Gaze at their faces.
Read the misery and fear.
Talk to them.
Hear their countless stories of the loss of family members, homes, and entire lifestyles.
When you’ve done that, then tell Syrian and Iraqi refugees, “Stay away, you’re not welcome in Canada.”
Tell them that they’re not fleeing terror, but attempting to import it here.
Oh, but that’s the great thing about directing national policy on refugees via social media. None of the above is required. All that’s needed is an appallingly misinformed, or selfish, tunnel-visioned view of the world, and the short time it takes to spew it onto Facebook or a website.
Some of the public dialogue in this country surrounding the Syrian refugee debate, particularly in the wake of the horror in Paris, turns my stomach almost as much as the terror attacks themselves.

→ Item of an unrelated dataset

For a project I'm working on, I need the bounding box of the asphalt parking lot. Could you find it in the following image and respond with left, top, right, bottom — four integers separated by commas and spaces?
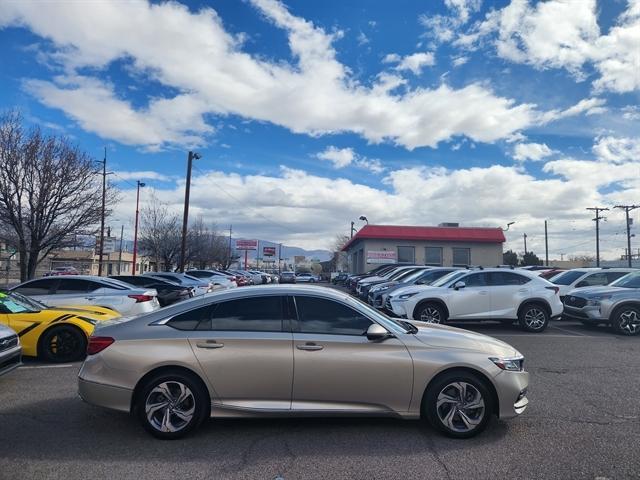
1, 319, 639, 479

I refer to the near-hysteria and fear-mongering about importing ISIS terrorism via the Liberals’ pre-election promise to bring 25,000 Syrian refugees to Canada by year’s end.

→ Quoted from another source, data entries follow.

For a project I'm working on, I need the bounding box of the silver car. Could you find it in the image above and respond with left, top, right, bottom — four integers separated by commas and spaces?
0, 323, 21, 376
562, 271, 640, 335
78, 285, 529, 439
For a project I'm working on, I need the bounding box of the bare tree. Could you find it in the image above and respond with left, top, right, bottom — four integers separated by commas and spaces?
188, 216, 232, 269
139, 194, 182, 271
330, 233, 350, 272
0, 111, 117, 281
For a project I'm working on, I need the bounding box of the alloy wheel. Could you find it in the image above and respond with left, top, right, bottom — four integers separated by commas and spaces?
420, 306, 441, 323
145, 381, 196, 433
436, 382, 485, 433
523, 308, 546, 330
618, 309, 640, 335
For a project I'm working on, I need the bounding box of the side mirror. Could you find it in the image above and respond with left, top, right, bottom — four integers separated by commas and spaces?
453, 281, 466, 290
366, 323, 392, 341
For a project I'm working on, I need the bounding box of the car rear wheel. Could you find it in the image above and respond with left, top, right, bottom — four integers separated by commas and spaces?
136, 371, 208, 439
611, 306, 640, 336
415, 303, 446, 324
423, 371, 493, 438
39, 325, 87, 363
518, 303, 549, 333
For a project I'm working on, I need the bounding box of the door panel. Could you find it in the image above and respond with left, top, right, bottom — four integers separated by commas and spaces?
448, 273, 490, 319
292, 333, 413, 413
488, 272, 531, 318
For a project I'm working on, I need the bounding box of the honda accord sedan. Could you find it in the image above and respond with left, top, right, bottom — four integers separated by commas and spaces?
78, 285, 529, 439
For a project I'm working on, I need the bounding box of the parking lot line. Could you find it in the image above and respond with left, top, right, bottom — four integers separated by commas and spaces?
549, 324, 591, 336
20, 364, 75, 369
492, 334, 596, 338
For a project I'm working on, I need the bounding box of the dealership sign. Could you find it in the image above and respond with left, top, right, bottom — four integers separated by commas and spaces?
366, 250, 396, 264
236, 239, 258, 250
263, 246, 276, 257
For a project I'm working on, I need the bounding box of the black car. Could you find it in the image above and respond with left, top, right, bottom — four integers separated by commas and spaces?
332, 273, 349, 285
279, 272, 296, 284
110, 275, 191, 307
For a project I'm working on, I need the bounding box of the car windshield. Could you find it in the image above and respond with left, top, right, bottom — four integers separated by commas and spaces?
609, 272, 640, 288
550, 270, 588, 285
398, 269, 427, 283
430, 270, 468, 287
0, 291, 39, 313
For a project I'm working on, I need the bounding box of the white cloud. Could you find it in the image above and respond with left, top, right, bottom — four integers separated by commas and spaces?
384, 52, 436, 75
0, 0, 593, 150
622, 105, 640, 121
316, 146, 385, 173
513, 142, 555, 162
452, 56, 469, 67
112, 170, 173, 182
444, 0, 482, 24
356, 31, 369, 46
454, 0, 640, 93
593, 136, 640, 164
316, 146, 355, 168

Let’s consider some actual facts:
This is not a plan to take 25,000 people off the bloody battlefields of Syria, or pluck them out of Mediterranean waters, and fly them directly into Canada – although some people talk like that’s what is going to happen.

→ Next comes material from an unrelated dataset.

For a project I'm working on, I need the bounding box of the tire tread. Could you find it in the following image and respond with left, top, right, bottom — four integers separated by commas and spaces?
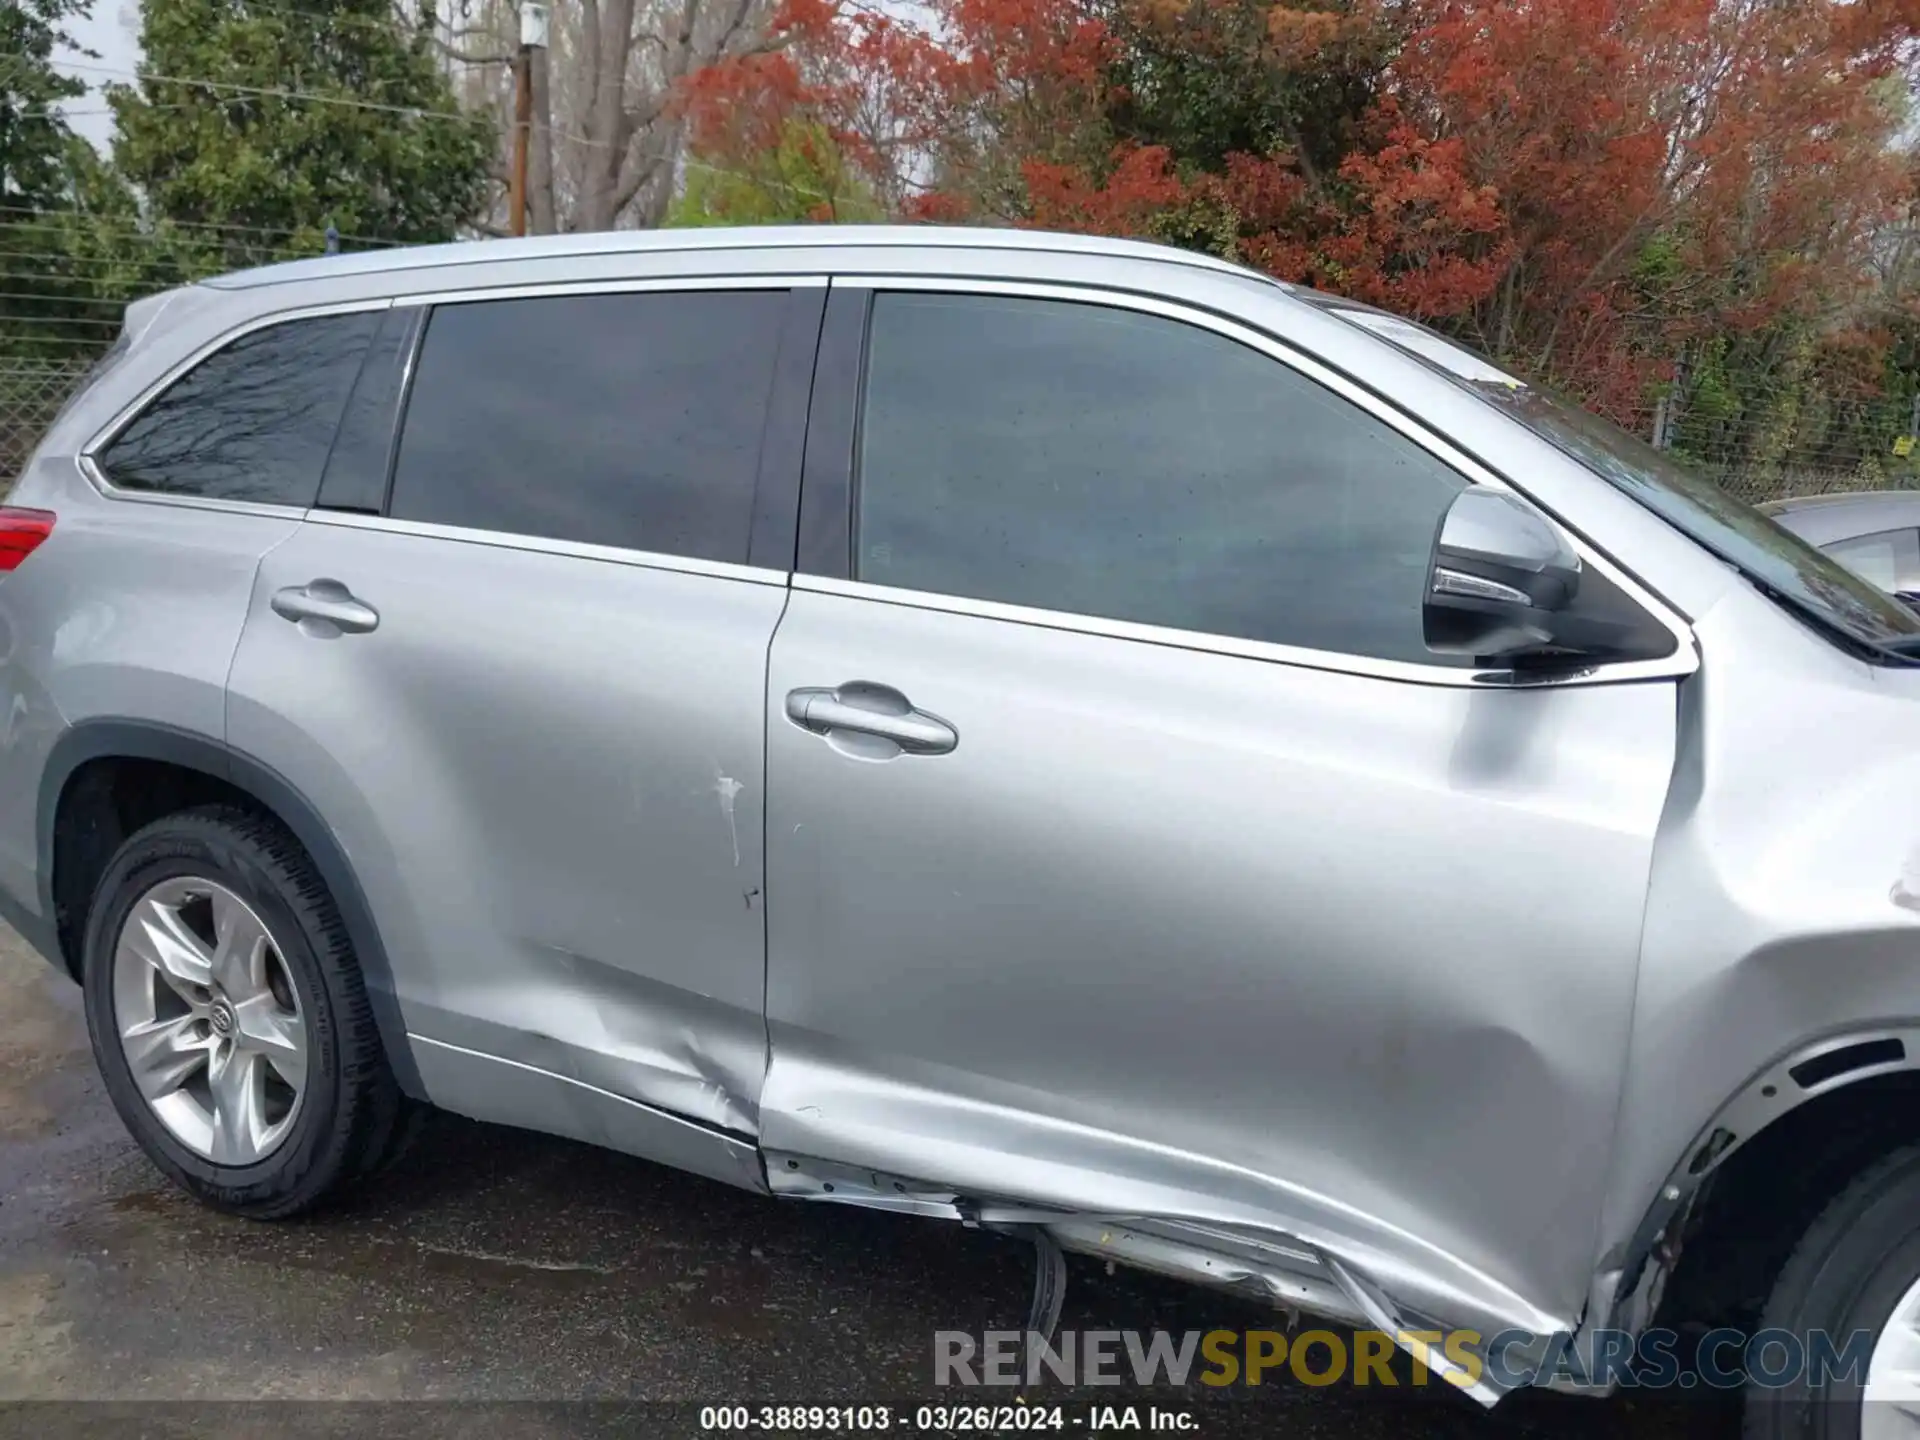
82, 803, 417, 1217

There are literally millions of people sitting in vast camps in Jordan, Lebanon, Turkey, Greece, Italy, Germany and elsewhere, waiting – some for years – for somewhere, anywhere, to go. Many have registered with the UN, and all can be screened.
They are women, and children – and yes, men – who are desperate to start a new life, free of constant fear and destruction and slaughter.
If the pitiful refugees I met covering Canadian relief efforts in Jordan and Lebanon just two years ago were hard-core terrorists, just waiting for an opportunity to come to Canada to wreak havoc, they were the best actors on the planet … thousands of them.
Let me suggest something that I consider far more frightening than a bunch of people carrying their children on their shoulders, and their worldly possessions in plastic bags.
And that’s the virtual certainty that ISIS or terrorists of their ilk are already here. They came here long ago, and are waiting for the signal to launch their attacks in our cities. Or, they are homegrown Canadian citizens who signed on to the fundamentalist insanity of their own volition.
Just as worrisome, if not more, are the yet-to-be jihadis – the ones ISIS and al-Qaeda can reach via the Internet. The same social media and websites that give the “build-a-wall-and-lock-us-in” types the means to rant beyond their coffee cups also provide the conduit through which terrorism flows across borders and past all the security checks in the world.
If you must be afraid, fear that. Also be afraid that terrorism will achieve one of its objectives – to cultivate paranoia and hatred around the world, because that spawns more recruits.
Be most afraid, though, of a country that turns away from its history as a generous, compassionate nation, to one that is seized by fear itself, which tramples on a global vision, and turns inward to a self-serving, self-protectionist agenda.
That won’t happen, though. And we will not leave our own behind, as some suggest. Governments spend billions helping citizens who need assistance. Can more be done? Of course. Can we afford it? Of course. It is a matter of political will and planning.
Canada has done so for generations which, never forget, are composed of millions of immigrants, and refugees, of myriad nationalities and many beliefs.
Before we utter words like stay away, we must remember who we are and how we got here.